The last few weeks of November and the first week of December was a very busy concert season for me, as I ended up composing a big band arrangement of the medieval Christmas Carol “There is No Rose of Such Virtue” for the December 1st Julekonsert at the Academy, supervised by Helge (recording can be found here). In addition to writing the arrangement, I played piano in the big band, learning a few arrangements composed by the other master’s students in jazz composition at the Academy. The following week, we celebrated with a julbørd Christmas feast. Other highlights from that week include a performance at the US Ambassador’s residence on Nobelsgate for the annual spouses of ambassador’s holiday lunch. At the lunch, I was able to talk with some of the spouses, including sculptress Kirsten Kokkin, who taught at the Norwegian Academy of Art. We compared our work processes and experiences with developing and critiquing work.

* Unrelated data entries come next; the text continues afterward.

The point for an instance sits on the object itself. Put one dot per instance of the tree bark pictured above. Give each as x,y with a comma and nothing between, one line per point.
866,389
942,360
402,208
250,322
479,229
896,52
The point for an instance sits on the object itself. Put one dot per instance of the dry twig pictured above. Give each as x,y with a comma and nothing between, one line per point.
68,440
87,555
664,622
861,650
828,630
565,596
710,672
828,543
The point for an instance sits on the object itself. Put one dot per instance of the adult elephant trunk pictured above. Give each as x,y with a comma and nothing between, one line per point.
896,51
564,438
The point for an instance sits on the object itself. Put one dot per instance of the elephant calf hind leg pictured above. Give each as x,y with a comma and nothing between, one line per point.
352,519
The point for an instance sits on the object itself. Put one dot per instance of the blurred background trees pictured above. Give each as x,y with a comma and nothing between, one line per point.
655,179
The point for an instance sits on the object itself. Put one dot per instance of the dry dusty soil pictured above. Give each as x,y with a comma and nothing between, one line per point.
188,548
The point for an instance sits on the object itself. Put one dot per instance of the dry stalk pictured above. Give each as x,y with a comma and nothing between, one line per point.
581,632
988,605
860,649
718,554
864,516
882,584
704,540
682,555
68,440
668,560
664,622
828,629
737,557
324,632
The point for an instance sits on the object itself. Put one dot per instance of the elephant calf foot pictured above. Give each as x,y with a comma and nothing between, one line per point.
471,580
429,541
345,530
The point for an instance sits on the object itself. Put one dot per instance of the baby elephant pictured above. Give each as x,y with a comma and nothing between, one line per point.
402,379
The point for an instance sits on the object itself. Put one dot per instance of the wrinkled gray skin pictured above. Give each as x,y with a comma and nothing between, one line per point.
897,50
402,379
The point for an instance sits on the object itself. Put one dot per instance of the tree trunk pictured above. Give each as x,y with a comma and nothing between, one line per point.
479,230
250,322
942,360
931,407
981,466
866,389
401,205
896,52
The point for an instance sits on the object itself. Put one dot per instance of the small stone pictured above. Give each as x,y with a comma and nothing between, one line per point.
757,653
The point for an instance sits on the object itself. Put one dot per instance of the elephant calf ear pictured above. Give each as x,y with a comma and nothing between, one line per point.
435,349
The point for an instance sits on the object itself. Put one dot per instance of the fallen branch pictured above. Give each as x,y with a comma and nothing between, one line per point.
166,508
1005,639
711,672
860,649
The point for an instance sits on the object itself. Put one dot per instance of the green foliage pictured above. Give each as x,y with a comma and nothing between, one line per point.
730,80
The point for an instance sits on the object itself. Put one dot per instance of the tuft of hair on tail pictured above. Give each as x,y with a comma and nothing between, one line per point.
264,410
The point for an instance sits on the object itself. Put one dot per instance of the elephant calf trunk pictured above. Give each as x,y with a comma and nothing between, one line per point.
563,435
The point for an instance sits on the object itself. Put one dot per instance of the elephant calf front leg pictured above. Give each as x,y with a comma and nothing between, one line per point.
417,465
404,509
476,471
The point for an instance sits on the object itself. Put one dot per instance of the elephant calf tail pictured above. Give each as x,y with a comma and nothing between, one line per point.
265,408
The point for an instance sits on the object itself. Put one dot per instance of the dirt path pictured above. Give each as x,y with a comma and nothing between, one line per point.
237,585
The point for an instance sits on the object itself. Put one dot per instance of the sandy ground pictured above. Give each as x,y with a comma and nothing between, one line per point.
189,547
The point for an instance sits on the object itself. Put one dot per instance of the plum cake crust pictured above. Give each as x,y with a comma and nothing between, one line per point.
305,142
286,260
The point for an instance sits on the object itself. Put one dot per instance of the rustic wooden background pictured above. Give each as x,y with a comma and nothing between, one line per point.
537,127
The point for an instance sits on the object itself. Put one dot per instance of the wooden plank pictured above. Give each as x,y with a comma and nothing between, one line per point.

After the concert season settled down a bit, I had time to really absorb the Christmas spirit in Oslo, attending a few choir concerts and the Christmas markets. The julemarked in Spikkersuppa near the National Theater and the julemarked at the Norwegian Folk Museum are my favorite, as they have a selection of great food (and gløgg, mulled wine, of course) and homemade crafts. I finally got to witness the warm Scandinavian holiday spirit that I
had always heard about from my mom and her family. The most known of the Norwegian holiday symbols is the nisse, a Christmas “gnome” of sorts. You can spot these all around the markets in different forms- they really make a Norwegian Christmas Norwegian. I’m most excited for the Austrian Christmas markets, some of oldest and largest market traditions in Europe. My winter travels will provide a much-needed break from a constant flow of projects and musical ideas.